Oleh: Dr.(H.C.) H.M. Gofi Kurniawan, Lc., S.QI., C.MA. — Pimpinan Ma’had Daarul Iman Bangka

​Ramadan kini hampir berada di garis finis. Sepuluh hari terakhir bukan sekadar penanda berakhirnya masa berpuasa, melainkan sebuah puncak spiritual di mana intensitas ibadah seharusnya mencapai puncak taqarrub (pendekatan diri). Ibarat pelari maraton yang melihat gerbang finis, inilah saatnya mengerahkan seluruh sisa energi demi meraih rida Sang Pencipta.

Makna dan Keutamaan
​Sepuluh malam terakhir adalah waktu di mana pintu langit terbuka lebar, menawarkan satu malam yang kemuliaannya melebihi seribu bulan: Lailatul Qadar. Motivasi utama kita dalam menghidupkan malam-malam ini bukanlah sekadar rutinitas tahunan, melainkan upaya transformasi diri dan pembersihan jiwa secara total.

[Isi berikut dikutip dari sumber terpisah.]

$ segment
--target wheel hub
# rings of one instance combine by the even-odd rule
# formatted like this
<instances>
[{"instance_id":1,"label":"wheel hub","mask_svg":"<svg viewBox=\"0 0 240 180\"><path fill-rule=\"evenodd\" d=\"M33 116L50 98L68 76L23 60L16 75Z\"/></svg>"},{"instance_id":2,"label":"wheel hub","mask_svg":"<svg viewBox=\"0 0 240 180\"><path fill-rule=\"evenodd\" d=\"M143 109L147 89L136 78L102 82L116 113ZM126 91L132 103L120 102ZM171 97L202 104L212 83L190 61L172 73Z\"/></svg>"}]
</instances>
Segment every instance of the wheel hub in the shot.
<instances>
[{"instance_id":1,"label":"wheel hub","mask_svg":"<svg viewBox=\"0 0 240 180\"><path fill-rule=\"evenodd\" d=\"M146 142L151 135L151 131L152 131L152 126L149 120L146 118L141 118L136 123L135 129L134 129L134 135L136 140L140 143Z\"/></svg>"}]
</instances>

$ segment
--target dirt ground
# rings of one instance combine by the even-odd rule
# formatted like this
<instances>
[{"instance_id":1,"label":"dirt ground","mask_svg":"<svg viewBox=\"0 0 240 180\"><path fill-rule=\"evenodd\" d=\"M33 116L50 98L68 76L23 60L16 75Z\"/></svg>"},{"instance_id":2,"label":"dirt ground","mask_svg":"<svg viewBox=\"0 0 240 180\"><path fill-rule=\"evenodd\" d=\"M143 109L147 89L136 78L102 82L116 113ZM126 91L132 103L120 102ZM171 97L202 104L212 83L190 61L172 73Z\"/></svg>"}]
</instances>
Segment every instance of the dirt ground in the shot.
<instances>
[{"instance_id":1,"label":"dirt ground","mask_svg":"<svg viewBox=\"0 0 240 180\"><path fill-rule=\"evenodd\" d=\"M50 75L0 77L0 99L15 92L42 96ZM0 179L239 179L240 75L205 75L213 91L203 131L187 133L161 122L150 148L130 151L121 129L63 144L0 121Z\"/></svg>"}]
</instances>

Baca Juga  Al-Qur’an dan Keistimewaannya

Rasulullah saw telah memberikan teladan terbaik dalam memaksimalkan momentum ini. Sebagaimana dikisahkan dalam sebuah hadis:
​”Rasulullah saw apabila masuk sepuluh hari terakhir (Ramadan), beliau mengencangkan sarungnya (bersungguh-sungguh dalam beribadah), menghidupkan malamnya, dan membangunkan keluarganya.” (HR. Bukhari dan Muslim).